Archive for Andy Subramanium

VideoSelfie makes video selfies more fun with animated gifs

VideoSelfie is a new video messaging app that lets you take & send short video selfies that you can enhance with decorative animated gifs.

Video Selfie

Video messaging is a highly competitive field dominated by the social networking giants, with popular video messaging & sharing apps like Vine sucking away all the oxygen.

Pocket Supernova, Inc. probably realized this when they launched their own video messaging app called Unda. It already works in much the same way as VideoSelfie, helping you send selfies as short videos.

So the company just had to do some research & testing to include innovations like face tracking, where the gifs you add will follow your face or camera movement in the video.

Using VideoSelfie is quite easy. It takes 20-second videos. Just tap & hold to record, & it offers multi-take support too, if you want to change anything in-between. Sharing it is just as easy as with any video messaging app.

You can choose to activate face-tracking, or disable it. If it’s enabled, the gifs you add will follow your head movement & the camera movement.

You can use hundreds of GIFs from separate categories (reactions, emoji, fun, love, etc.) available in the app, or you can add any image you have on your phone – VideoSelfie supports not just gifs, but also png files & jpgs too.

You’ll end up goofing around with the app, creating selfie videos & then adding thick glasses or cat whiskers & ears to your head, or something equally ridiculous & fun.

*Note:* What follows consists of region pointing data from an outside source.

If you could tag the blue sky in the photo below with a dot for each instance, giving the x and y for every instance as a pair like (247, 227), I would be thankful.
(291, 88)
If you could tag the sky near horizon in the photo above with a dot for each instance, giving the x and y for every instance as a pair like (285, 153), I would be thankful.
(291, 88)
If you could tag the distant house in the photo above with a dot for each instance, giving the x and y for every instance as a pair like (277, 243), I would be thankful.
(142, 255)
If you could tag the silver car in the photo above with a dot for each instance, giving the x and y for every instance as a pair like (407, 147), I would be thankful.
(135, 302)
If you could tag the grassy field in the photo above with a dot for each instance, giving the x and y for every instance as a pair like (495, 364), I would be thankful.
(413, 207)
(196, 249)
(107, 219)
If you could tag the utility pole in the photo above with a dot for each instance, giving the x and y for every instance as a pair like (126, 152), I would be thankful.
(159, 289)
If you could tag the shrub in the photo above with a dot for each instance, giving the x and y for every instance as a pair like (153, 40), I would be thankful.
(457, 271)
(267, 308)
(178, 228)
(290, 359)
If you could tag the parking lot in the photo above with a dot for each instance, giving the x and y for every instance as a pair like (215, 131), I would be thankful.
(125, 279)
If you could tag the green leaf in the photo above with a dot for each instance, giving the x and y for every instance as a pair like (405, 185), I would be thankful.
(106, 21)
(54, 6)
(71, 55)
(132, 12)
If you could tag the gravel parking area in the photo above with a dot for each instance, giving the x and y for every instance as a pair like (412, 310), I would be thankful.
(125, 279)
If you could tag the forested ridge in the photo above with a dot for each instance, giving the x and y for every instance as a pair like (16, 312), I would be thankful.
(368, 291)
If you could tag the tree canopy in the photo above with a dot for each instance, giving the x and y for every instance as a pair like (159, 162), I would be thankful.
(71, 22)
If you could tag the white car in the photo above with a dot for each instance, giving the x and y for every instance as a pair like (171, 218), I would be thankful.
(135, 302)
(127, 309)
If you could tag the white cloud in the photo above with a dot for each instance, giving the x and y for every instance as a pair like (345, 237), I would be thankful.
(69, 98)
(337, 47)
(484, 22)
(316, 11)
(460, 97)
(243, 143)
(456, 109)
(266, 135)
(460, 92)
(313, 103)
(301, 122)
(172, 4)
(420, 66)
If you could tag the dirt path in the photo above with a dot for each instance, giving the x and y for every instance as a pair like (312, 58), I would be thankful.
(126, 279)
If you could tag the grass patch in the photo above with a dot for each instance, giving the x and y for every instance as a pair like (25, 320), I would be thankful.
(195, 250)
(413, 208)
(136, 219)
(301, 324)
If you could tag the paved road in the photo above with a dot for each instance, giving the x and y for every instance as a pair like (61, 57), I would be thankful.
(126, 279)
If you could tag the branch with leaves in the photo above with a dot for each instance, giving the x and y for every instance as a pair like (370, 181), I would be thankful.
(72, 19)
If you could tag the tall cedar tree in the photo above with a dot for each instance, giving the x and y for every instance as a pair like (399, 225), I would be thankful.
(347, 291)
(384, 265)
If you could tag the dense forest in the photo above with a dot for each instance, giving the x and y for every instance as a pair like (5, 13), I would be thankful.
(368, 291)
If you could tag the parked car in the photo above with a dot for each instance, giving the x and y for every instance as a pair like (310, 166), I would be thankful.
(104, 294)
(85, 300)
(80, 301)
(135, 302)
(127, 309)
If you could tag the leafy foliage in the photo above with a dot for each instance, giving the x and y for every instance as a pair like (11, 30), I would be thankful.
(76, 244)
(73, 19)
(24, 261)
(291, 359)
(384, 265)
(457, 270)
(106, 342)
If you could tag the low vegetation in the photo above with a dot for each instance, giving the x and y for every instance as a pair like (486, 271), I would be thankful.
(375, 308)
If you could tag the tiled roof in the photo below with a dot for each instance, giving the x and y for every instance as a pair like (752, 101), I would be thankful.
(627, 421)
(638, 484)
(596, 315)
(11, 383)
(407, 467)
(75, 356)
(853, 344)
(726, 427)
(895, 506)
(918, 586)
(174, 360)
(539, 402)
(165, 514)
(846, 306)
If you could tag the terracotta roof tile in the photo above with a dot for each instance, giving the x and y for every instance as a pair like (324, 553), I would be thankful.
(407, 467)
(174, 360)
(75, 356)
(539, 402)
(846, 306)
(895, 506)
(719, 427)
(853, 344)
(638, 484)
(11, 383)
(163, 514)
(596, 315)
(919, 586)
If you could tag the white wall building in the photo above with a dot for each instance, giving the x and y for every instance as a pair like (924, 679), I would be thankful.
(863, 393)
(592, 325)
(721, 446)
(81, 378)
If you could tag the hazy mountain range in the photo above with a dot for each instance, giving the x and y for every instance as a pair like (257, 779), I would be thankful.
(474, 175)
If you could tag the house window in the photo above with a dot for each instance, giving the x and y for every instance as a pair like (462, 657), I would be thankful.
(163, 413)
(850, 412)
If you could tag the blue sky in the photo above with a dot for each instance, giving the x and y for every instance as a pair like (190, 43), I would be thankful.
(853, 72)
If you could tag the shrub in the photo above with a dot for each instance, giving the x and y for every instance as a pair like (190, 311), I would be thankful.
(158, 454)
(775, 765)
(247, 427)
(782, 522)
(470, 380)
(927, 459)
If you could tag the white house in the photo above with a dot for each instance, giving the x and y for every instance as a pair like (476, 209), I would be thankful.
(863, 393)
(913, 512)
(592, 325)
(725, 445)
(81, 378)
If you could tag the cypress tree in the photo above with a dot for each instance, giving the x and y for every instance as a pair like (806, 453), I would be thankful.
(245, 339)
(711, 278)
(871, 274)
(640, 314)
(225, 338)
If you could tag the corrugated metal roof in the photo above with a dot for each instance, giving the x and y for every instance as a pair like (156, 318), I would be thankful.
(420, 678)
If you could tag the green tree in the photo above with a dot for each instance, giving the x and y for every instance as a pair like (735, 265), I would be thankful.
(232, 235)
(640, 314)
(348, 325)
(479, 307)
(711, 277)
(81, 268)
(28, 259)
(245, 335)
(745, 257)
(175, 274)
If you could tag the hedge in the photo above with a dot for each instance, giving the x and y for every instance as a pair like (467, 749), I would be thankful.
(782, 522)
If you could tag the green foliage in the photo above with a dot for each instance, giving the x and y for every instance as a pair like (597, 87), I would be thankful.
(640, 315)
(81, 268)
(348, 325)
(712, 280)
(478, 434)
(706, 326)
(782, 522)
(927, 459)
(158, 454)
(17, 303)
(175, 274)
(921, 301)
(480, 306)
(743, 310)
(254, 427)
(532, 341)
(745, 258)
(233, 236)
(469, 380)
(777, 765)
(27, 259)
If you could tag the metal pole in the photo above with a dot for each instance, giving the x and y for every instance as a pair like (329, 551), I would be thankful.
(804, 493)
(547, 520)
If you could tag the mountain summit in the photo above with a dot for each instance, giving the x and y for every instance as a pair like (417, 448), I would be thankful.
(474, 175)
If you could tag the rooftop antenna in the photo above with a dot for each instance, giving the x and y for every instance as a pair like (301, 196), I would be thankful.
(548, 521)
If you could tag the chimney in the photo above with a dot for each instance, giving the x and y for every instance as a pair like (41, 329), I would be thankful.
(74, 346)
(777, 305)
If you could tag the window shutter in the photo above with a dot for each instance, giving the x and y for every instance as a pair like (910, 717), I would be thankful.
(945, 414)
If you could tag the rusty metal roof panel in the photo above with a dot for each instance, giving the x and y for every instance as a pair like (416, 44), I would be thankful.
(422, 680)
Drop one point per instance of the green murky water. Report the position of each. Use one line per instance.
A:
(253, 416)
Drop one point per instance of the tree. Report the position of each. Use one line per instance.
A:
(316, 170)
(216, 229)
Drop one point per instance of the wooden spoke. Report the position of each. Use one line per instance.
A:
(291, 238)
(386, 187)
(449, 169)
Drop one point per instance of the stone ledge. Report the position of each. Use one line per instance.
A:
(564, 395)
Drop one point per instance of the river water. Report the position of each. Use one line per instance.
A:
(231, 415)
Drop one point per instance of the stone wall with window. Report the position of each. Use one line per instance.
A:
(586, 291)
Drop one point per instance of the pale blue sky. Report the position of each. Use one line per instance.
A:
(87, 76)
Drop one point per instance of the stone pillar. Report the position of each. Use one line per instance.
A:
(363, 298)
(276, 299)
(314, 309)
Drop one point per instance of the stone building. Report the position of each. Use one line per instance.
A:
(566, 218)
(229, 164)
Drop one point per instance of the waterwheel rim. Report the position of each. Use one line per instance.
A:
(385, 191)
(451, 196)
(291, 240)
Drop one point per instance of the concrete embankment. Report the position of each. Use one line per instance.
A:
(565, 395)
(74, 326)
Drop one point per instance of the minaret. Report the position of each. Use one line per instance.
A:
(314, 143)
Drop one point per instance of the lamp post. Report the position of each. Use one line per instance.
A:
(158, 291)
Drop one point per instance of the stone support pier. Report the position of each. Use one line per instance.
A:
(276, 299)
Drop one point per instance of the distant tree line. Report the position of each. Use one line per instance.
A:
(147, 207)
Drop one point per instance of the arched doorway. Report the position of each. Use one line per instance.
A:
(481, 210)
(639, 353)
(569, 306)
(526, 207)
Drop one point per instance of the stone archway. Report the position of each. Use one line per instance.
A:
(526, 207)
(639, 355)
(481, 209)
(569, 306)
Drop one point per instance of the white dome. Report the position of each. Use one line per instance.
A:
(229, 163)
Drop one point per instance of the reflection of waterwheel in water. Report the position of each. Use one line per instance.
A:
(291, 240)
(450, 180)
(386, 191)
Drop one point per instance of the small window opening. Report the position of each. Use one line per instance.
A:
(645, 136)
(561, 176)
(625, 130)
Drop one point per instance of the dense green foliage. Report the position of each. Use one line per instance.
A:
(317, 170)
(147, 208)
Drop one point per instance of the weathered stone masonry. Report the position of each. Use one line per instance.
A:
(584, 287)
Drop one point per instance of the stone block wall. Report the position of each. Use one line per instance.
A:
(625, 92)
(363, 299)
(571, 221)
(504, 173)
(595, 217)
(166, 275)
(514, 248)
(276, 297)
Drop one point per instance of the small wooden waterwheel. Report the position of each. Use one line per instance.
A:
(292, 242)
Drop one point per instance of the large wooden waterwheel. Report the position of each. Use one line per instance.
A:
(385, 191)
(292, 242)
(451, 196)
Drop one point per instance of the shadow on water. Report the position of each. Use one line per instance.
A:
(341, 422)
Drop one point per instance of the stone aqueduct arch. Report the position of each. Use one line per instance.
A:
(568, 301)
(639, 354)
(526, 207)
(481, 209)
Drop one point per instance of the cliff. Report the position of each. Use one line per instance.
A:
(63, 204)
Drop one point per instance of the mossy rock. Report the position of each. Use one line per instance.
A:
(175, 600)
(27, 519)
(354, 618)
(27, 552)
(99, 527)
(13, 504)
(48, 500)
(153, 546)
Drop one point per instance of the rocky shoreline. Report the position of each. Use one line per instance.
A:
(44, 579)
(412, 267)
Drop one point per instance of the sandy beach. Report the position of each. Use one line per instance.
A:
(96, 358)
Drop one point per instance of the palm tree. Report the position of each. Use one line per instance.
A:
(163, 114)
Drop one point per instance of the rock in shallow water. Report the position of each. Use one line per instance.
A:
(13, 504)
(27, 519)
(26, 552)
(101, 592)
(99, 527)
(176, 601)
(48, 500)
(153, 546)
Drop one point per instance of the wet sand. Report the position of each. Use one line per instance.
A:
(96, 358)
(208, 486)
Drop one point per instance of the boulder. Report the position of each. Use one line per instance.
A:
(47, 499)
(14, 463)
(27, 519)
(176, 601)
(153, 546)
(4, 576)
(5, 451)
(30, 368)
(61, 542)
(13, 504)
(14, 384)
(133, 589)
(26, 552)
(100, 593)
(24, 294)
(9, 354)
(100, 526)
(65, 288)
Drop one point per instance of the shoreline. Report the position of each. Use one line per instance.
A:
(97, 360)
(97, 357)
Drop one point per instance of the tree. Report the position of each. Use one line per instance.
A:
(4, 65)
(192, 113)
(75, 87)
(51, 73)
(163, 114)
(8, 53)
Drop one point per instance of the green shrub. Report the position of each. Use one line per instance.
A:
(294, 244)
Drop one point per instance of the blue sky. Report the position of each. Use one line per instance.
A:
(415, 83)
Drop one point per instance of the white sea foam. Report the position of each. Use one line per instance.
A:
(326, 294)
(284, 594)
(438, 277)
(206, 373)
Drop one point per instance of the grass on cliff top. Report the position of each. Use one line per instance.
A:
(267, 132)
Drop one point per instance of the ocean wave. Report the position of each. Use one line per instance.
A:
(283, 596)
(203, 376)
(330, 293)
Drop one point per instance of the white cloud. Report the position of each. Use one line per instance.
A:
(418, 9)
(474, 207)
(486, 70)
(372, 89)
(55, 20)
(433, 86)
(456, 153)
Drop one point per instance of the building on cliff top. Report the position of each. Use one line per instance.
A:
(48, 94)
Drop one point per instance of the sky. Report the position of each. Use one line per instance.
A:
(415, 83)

You can add words to your actions (eg:- hello at the start & bye-bye with a hand wave & kiss at the end). You can also add a music track to the video.

Tokyo, Japan-based Pocket Supernova Inc. was founded in May 2013 by Oscar Noriega & Nao Tokui. Noriega is the company’s CEO & Tokui is the CTO. The company has raised around US $1 million, including a US $900,000 seed funding round from 4 investors in Oct 2014. There is no Android version available at the moment.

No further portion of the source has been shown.